Michael Harrington Chronicled poverty in the U.S. in the 50s in The Other America. The poor included single mothers, elderly, minority immigrants, rural Americans, Appalachians, and Native Americans.
Decline of the Inner City Many Americans moved to the suburbs, so the urban areas became home to the poor, less educated minority groups. In the 1950s the govt tried to help with urban renewal programs, in which they tore down slums and built high-rise projects.
African Americans A.A. salaries were only 51% of what whites earned. NAACP and CORE pushed for equality with little success.
Hispanics Through the Bracero Program, some 5 million Mexican immigrants came to the United States to help with agricultural needs. They struggled with poverty and worked in unbearable conditions.

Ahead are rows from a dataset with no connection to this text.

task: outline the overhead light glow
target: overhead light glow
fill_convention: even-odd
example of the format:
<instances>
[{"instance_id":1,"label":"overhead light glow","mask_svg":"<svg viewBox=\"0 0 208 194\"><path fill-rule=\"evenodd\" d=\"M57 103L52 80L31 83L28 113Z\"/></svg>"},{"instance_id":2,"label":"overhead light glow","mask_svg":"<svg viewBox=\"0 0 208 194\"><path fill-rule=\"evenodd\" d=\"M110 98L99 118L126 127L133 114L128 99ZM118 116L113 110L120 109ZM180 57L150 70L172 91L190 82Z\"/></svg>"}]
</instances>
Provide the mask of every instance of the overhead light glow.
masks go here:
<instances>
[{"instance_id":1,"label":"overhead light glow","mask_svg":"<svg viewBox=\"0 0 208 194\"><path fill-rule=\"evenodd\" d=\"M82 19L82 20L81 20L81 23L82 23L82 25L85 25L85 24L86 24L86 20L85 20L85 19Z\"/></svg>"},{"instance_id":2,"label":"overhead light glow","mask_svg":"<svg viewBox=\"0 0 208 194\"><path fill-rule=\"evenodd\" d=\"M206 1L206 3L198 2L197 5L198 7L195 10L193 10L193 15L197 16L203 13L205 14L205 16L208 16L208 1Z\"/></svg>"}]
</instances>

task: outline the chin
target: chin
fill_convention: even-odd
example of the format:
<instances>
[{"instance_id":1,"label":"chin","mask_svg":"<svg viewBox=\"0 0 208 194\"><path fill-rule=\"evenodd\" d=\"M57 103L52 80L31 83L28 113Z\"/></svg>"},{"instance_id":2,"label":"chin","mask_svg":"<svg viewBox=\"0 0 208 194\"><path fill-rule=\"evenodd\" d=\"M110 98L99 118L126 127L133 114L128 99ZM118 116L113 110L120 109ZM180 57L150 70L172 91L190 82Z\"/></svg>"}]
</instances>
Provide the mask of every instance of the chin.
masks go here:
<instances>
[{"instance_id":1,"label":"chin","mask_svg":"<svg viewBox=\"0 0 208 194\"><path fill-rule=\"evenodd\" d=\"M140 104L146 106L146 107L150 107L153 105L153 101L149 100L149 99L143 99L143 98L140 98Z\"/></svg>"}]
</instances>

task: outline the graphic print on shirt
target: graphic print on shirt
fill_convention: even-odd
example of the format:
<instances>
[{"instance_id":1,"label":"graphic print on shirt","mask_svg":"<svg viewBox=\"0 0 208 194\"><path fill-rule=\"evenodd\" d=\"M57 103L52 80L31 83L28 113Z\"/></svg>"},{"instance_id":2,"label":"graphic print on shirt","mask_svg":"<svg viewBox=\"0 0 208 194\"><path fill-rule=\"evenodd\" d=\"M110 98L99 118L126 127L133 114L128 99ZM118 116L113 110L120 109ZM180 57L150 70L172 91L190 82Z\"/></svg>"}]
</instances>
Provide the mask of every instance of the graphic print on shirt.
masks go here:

Native Americans N.A. were the poorest group in the nation. Through the termination policy, the federal govt withdrew all official recognition of the N.A. groups as legal entities and made them follow the same laws as white citizens.
Juvenile Delinquency Antisocial or criminal behavior of youths was on the rise, or at least the reporting of the rise of j.d. Cut across class and race lines. Many teens were stereotyped if they had long hair and dressed in an unconventional manner.
School As baby boomers started attending school, enrollments increased greatly. The increase caused a shortage of buildings and teachers.
Math and Science Due to Sputnik, the efforts made to advance math and science education in schools were made.